Mi proceso de sanación con la comida, el ajedrez y la pornografía

Los procesos dobre los que voy a hablar comenzaron desde hace varios años, pero la última etapa de transormación empezó el año pasado, cuando, tras la llegada de la pandemia, empecé a sentir grandes oleadas de estrés y miedo. Entonces me reconecté profundamente con el Sistema Isha he hice varios programas en el que el acompañamiento amoroso de algunas maestras me permitió comenzar a soltar la rigidez y las exigencias de las que hablo más adelante y, de alguna manera, posibilitó los procesos que describo a continuación.

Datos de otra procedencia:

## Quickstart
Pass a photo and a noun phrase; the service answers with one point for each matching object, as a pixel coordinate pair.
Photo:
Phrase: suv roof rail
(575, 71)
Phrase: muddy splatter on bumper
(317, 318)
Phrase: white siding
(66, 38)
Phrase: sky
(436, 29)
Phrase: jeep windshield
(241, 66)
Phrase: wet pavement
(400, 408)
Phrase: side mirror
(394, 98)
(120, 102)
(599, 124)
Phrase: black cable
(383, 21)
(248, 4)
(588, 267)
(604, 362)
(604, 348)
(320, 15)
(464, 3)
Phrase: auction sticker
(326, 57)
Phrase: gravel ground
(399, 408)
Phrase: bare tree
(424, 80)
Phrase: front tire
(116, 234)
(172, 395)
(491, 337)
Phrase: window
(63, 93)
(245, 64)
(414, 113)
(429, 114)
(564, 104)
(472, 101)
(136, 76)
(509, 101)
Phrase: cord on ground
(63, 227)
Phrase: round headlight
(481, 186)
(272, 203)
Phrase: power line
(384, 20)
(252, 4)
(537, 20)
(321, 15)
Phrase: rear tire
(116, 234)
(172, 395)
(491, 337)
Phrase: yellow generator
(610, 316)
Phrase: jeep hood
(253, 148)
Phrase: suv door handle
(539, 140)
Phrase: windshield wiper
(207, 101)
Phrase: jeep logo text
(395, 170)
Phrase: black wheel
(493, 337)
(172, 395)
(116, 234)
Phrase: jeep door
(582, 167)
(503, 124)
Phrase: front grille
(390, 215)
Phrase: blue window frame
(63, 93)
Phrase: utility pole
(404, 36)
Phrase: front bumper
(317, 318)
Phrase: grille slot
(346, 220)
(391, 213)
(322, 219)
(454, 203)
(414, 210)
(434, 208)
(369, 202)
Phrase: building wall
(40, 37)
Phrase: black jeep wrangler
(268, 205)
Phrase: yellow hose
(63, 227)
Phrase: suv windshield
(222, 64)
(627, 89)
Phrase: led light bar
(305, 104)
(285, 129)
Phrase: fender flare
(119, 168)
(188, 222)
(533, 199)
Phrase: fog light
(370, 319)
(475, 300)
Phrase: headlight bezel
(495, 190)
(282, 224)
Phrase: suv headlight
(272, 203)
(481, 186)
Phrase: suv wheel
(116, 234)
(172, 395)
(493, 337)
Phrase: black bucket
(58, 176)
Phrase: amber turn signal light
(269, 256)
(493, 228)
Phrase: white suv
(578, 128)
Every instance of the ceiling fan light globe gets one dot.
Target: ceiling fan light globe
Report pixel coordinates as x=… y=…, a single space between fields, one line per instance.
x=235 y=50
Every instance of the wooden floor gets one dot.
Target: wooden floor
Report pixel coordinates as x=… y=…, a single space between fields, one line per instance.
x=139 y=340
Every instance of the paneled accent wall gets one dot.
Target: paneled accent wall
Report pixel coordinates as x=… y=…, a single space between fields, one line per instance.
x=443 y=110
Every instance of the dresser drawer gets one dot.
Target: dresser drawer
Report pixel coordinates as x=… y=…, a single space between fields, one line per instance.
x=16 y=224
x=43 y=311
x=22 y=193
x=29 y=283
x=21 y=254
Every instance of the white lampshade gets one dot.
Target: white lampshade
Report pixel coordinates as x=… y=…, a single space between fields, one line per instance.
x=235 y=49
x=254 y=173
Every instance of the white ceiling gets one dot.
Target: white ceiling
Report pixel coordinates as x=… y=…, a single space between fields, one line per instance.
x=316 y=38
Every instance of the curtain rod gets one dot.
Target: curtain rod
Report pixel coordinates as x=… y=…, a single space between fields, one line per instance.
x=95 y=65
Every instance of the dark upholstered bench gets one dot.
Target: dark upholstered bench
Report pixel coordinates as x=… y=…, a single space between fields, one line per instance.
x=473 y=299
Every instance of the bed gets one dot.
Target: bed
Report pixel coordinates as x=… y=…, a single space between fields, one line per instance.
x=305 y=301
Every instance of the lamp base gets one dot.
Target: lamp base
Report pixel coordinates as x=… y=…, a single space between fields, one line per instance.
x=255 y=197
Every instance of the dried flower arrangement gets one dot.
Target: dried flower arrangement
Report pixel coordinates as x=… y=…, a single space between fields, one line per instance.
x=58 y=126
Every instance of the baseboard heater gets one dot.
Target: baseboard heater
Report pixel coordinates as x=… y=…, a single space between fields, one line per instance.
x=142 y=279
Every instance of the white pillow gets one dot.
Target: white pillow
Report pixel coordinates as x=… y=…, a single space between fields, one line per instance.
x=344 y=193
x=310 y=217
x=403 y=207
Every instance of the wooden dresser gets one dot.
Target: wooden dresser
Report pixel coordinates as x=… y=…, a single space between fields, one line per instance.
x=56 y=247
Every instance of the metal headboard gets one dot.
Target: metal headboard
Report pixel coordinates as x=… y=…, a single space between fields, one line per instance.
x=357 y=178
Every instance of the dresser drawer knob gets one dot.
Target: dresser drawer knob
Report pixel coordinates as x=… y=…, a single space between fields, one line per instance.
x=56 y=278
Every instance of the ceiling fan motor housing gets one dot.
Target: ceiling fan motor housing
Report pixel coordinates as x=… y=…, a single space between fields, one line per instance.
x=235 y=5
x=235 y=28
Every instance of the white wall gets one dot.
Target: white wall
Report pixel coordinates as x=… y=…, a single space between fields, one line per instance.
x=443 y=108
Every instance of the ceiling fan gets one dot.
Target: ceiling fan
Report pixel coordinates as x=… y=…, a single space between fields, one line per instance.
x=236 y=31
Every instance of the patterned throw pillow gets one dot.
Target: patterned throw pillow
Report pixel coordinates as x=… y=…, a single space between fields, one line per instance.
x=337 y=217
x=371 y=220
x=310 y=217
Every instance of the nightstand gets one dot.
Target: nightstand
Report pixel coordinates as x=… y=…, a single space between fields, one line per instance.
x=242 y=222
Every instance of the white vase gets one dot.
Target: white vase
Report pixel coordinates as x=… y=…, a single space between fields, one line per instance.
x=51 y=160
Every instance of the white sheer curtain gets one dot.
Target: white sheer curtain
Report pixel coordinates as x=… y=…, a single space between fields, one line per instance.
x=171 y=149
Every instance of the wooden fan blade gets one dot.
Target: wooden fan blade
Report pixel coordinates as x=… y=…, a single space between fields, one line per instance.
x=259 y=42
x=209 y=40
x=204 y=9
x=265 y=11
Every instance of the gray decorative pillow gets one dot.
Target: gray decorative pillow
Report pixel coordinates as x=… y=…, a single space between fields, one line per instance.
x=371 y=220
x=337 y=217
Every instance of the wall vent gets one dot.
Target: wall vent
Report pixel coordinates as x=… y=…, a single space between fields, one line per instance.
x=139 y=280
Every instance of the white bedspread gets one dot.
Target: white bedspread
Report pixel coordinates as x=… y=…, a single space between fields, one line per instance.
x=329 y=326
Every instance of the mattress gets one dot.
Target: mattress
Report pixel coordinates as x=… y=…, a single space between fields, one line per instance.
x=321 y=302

A comienzos de este año comencé a ver a una terapeuta y a nutricionista. Ahora estoy terminando mi proceso con ambas. Aprendí muchas cosas en esos procesos, que se entrelazaron de forma constante.

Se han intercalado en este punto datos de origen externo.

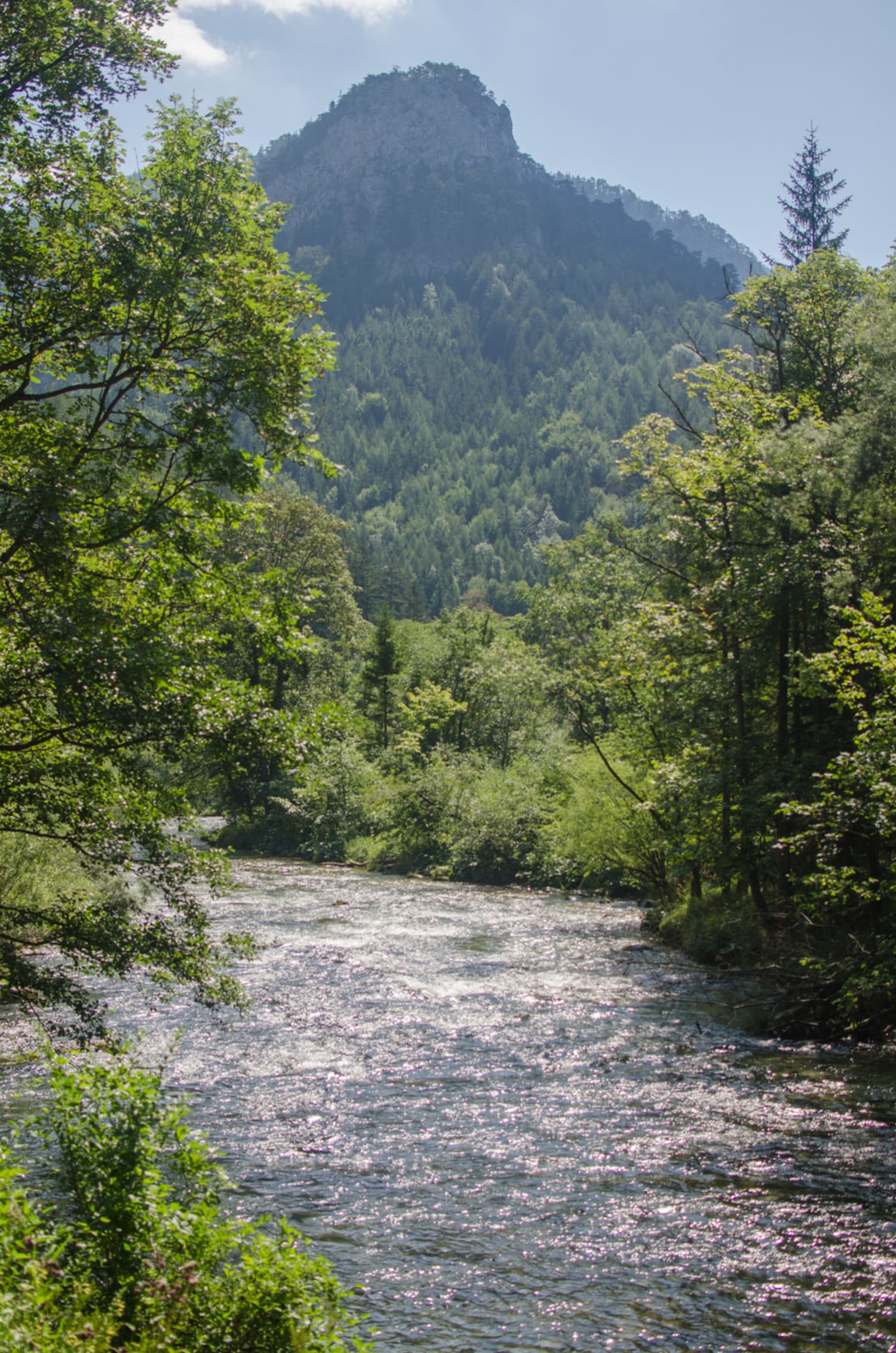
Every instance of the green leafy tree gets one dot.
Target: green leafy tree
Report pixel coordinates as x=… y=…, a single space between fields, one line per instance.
x=148 y=335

Inicialmente, busqué ayuda de la nutricionista porque soy vegetariano hace algunos años, y me preocupaba que mi forma de reemplazar las proteínas no fuera adecuada o suficiente. Sin embargo, lo que aprendí con ella me sorprendió porque va más allá de la alimentación. Pude ver patrones de pensamiento y comportamiento que están arraigados en mí desde mi infancia, los mismos patrones que había comenzado a trabajar con mi terapeuta. Creo que muchas personas pueden sentirse identificadas con estos patrones y con algunas de mis experiencias. Por eso me parece valioso compartir las principales enseñanzas que me dejaron ambos procesos.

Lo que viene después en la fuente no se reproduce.